Per disgiungere il liberismo dal nazionalismo cancellano la specifica storia del primo decennio liberista del fascismo italiano, condiviso dai maggiori esponenti liberali del tempo in nome della Patria.
Per non ammettere l'intima dinamica connessione tra liberismo, globalizzazione liberoscambista e guerra, asseriscono che l'abbandono della globalizzazione della belle époque precedette e permise lo scatenamento della guerra del '14-'18, “dimenticando” pure la sua riproposizione post-bellica, che portò al crollo finanziario del '29, evento decisivo nel creare le condizioni per il successivo secondo conflitto mondiale.
Per accreditare una costruzione europea “garanzia di pace” cancellano le guerre indotte in Europa e quelle a cui hanno partecipato e partecipano gli Stati europei fuori dall'Europa.
Il loro scopo è avvalorare un inesistente antagonismo: quello tra un liberalismo globalizzatore che aprirebbe alla pace ed un nazionalismo protezionistico che chiude, spianando la via alla guerra.

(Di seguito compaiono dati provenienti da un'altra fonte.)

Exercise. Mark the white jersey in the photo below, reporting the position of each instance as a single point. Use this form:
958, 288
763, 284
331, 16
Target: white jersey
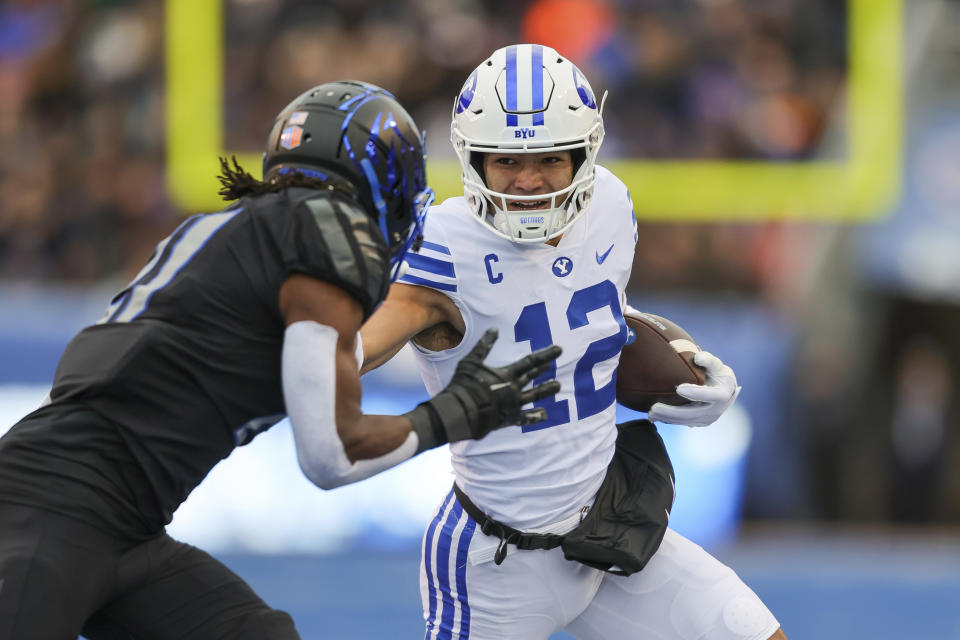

Senonché gli Stati Uniti si scoprono liberal-nazionalisti, avendo praticato da tempo il riarmo da superpotenza unica, il protezionismo doganale ed anche dato inizio alla costruzione del muro anti-immigrati al confine messicano che Trump vuole completare.

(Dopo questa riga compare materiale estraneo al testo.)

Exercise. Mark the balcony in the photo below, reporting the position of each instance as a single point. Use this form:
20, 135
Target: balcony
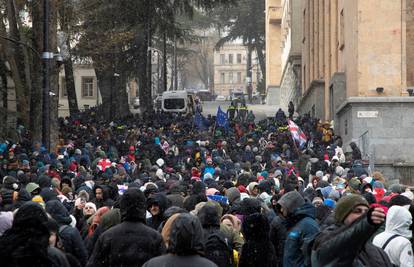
275, 14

Fake history: dominare il racconto storico per continuare a dominare più facilmente il presente politico.

Note
1 Vedi anche Edoardo Ferrazzani:
2 Per una comprensione del legame tra ordoliberismo e costruzione dell'Ue, vedasi Luciano Barra Caracciolo, “La Costituzione nella palude”, Imprimatur, 2015.
3 L. Einaudi, “La guerra e l'unità europea”, Edizioni di Comunità, 1950, pagg. 81-82.
4 Considerato da Washington una manipolazione dei cambi ed un iniquo vantaggio commerciale per la Germania.
5 Regime monetario internazionale basato sulla convertibilità in prefissate quantità di oro delle monete nazionali.
6 John Maynard Keynes, “Le conseguenze economiche della pace”, Adelphi, 2007 (1919).
7 J. M. Keynes, “Il problema degli squilibri finanziari globali. La politica valutaria del dopoguerra” (8 settembre 1941), in Id., Eutopia, a cura di L. Fantacci, et. al. Edizioni, 2011, pagg. 43-55. Su questo argomento, vedasi il Post: “Storia recente che parla al presente – ottobre 2014”.
8 Politica fascista di tenere il cambio di 90 lire per una sterlina, da cui "quota novanta", insistendo oltre l'abbandono del gold standard da parte del governo inglese.
9 Vedi Paolo Mieli, “Liberalismo all'italiana: l'alternanza impossibile – Perché Einaudi e Croce all'inizio difesero Mussolini”, in http:/www.corriere.it/cultura/libri/11_novembre_29/salvadori-liberalismo-italiano_39037088-1a73-11e1-a0da-00d265bd2fc6.shtml
10 Da non confondere con le elezioni del marzo 1933.
11 In questo Blog:”Globalizzazione addio?”, marzo 2017.